Двадцать минут ходьбы по берегу океана, потом поворот в дюны, и здесь стоит дом моей старой приятельницы К., удивительно похожий на сбывшийся детский рисунок, но только в натуральную величину: дверь, окошки, труба на крыше, приятно смотреть. Низенькая, ладная, босая — как раз такой и представляешь себе обитательницу нарисованного домика,— К. сидит на своем пороге и читает книгу. Это, как я вижу, «Вечеринка с коктейлями» мистера Элиота.
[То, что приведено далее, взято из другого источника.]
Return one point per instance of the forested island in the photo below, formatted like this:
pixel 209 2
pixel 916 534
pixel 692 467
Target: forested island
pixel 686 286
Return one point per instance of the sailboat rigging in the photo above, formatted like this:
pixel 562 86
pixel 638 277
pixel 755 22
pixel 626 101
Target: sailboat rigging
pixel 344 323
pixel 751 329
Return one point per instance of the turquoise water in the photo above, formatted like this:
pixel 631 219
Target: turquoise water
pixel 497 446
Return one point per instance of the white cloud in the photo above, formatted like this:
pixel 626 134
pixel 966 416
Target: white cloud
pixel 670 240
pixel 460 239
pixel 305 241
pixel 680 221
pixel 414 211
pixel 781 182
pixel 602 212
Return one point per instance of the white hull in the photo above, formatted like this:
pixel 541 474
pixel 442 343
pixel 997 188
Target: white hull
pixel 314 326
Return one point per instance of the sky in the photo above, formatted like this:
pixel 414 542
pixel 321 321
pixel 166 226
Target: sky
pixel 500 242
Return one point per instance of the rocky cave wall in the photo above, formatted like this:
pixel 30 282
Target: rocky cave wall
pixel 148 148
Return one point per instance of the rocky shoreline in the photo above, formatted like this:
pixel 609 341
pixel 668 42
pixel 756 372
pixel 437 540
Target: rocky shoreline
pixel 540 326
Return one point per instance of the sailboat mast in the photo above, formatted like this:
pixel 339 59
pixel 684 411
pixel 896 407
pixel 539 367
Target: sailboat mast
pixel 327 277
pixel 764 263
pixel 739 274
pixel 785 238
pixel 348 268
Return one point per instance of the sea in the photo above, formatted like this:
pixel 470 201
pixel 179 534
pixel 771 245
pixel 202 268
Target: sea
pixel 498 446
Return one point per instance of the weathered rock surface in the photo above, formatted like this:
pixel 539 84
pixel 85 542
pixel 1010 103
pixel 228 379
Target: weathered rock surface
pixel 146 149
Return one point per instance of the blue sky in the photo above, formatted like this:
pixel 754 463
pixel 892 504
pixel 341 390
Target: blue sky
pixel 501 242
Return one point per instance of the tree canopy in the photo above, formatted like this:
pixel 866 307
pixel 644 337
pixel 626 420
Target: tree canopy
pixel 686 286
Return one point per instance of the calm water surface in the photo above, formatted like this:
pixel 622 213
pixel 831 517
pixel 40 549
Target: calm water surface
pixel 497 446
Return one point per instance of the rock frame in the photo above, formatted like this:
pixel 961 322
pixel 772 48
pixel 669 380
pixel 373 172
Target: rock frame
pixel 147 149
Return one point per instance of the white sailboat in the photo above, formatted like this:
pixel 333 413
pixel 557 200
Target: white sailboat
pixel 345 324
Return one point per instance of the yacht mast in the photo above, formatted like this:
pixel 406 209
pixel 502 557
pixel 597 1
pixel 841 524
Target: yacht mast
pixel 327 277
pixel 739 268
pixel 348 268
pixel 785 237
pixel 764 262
Но о книге она разговаривать не хочет, а вместо этого возмущенно рассказывает, что опять нынче утром эта несчастная газетенка пишет о том, как много маорийцев среди узников городской тюрьмы, а ведь не сообщает же, как мало их зато в городской психбольнице, до отказа забитой белыми. Если индивидуум испытывает стресс от невозможности сыграть предназначенную ему роль в обществе и не может из него вырваться, задает вопрос К., и если этот стресс становится ему не под силу, в каком из названных учреждений он найдет лучшее прибежище? Я вполне с нею согласен. Но в эту минуту до К. доходит, что она очень удивлена моему появлению и хочет знать, откуда я взялся.

Да вот, отвечаю я, приехал полюбоваться моей Новой Зеландией. К. понимает, что я не имею в виду Маунгануи, и смотрит на меня с сомнением.

Неужели ты решил вернуться в Кинг-кантри? — недоумевает она.

Да нет, не вернуться, отвечаю, просто проехаться по старым местам. К. качает головой: может быть, не стоит? Не похоже ли это на ностальгию? Пусть мертвые погребают своих мертвецов.

Я согласен. Но перед глазами у меня все еще тот старик с шаркающей неверной походкой, и я говорю ей, что, когда доходит до дела, мне довольно трудно быть Христианином. К. отвечает, что тут мне мог бы принести пользу Гроддек. Познай магию своей личности.